Giorgos Kallis
The essay by Ian Lowe is a welcome and measured contribution to debates around population control and its contribution in the pursuit of sustainability. Lowe makes a reasonable case for non-intrusive family planning, both in the Global North and South, and is careful to distance himself from more problematic discourses of overpopulation, and the prescriptions that come out of them.
An important question is why population remains a “taboo” for many of us, and on this, I am not sure if the essay gives a full answer. One reason obviously is the problematic uses to which claims of overpopulation have been put in the past, which Lowe acknowledges, and the uneasiness among many of us to be bedfellows with the “carrying capacity network” crowd that wants immigrants out and thinks that our boats have already too many castaways in them and we better leave the ones out to drown. One may argue, as Lowe does in this essay, that this association between concerns for population and racism or xenophobia is coincidental and not necessary and that one could develop an empowering and progressive narrative around questions of population. Still, there is something intrinsically problematic, I fear, in thinking of humans as a number of bodies, which lends itself easily to a “bird’s eye view” of human affairs and a state perspective of people as numbers that need to be governed and managed (increased or decreased). This approach to “population” does not sit easily with goals of social justice, unless we develop a more nuanced and careful language than that of IPAT, with its back-of-the envelope calculations.

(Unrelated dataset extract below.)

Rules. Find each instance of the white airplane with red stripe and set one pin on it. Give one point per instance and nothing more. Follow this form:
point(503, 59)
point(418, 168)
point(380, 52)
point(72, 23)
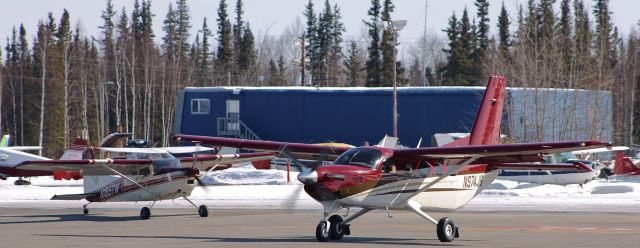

If one were to develop a more egalitarian and emancipatory narrative around issues of what we now call “population,” then feminism and movements for birth control could be a good starting point. I saw little in this direction in the essay, and I wonder why (for those interested, in my book Limits, and following the clues from Joan Martinez-Alier, I have a short section on the birth control activism of Emma Goldman and other anarchofeminists at the turn of the twentieth century in the US, which presented a very different logic and starting point than that of the dominant narratives about population today).
In fact, what I missed in the essay the most were specifics. What forms of family planning precisely? How is population to be controlled in a non-intrusive way—with what policy measures, with what voluntary initiatives? What has worked well, and what not? Why and how would fathers and mothers in the Global North be convinced to have one child? What policies do Global South countries themselves consider? What demands are coming from social or feminist movements in the Global South or North that speak to these questions?
Without such specifics, I am afraid that a general discussion about “over”-population risks always the danger of turning into a game of othering, even under the best of intentions. Those of us who stand for degrowth have developed our discourse beyond a critique of limitless growth to a positive agenda with specific proposals for political, institutional and everyday changes. Our proposals remain speculative, but at least their specificity makes it harder to end up with strange bedfellows. Those who call for egalitarian and progressive paths of population decrease must do the same.